Dans son reportage Travailler sans filet (fr), le nouveau magazine économique et pédagogique Pour l’Éco détaille les pressions et contraintes économiques qui définissent le modèle d’affaires des « food tech », et démontre clairement que la seule variable soumise au contrôle des plateformes numériques, c’est le salaire des travailleurs (voir notamment les diapos). Cela explique l’âpre bataille politique et juridique entourant le « statut d’employé » entre travailleurs et syndicats d’un côté et plateformes numériques de l’autre. En effet, le statut d’auto-entrepreneurs de la « gig economy » fait l’objet de plus en plus de contestation juridique à travers le monde :
au Royaume-Uni, les chauffeurs d’Uber ont réussi à faire reconnaître leur statut de salarié en cour d’appel (en), tandis qu’en France la Cour de cassation a statué qu’un livreur à vélo travaillant pour une plateforme est un salarié (fr).
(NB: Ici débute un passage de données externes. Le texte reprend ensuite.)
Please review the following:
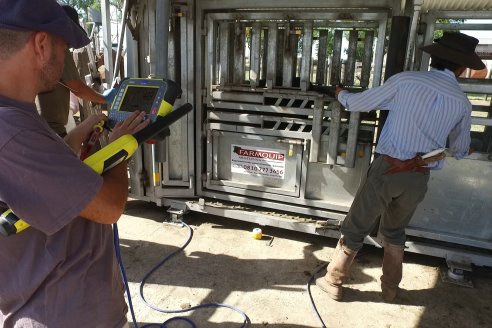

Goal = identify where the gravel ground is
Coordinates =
[118,200,492,328]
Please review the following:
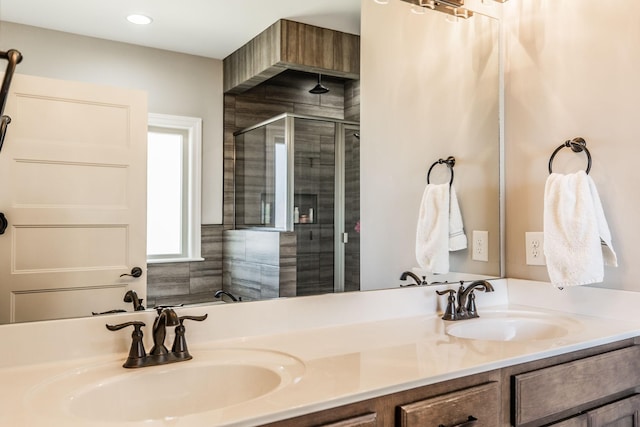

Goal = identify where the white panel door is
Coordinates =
[0,75,147,323]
Ces deux États devront mettre en place la règlementation nécessaire, maintenant que les droits des travailleurs ont été reconnus juridiquement. Cela n’a pas empêché deux avocats français de lancer, il y a quelques jours à peine, une action collective (fr) contre Uber Eats s’attaquant à la question du salariat déguisé;
au Canada, un recours collectif a été déposé en Ontario (fr) afin de faire reconnaître les chauffeurs et livreurs d'Uber à titre d’employés. Au Québec, après un projet de loi controversé ayant déréglementé l’industrie du taxi (fr), les chauffeurs d’Uber tentent maintenant de se syndiquer (fr) comme leurs collègues de Toronto.
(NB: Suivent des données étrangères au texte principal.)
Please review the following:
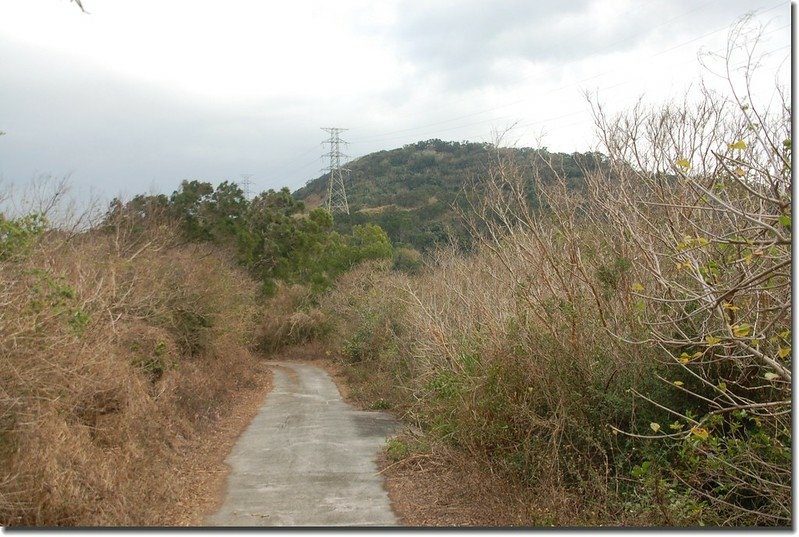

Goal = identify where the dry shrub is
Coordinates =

en Californie, où dès 2015, un chauffeur Uber avait été reconnu comme salarié, un projet de loi, le Bill 5, pourrait bientôt venir confirmer ce statut pour tous les employés sur demande (en). Syndicats et grandes entreprises de technologies s’affrontent (en) depuis des mois à coup de lobbyistes et de campagnes de communication sur le sujet.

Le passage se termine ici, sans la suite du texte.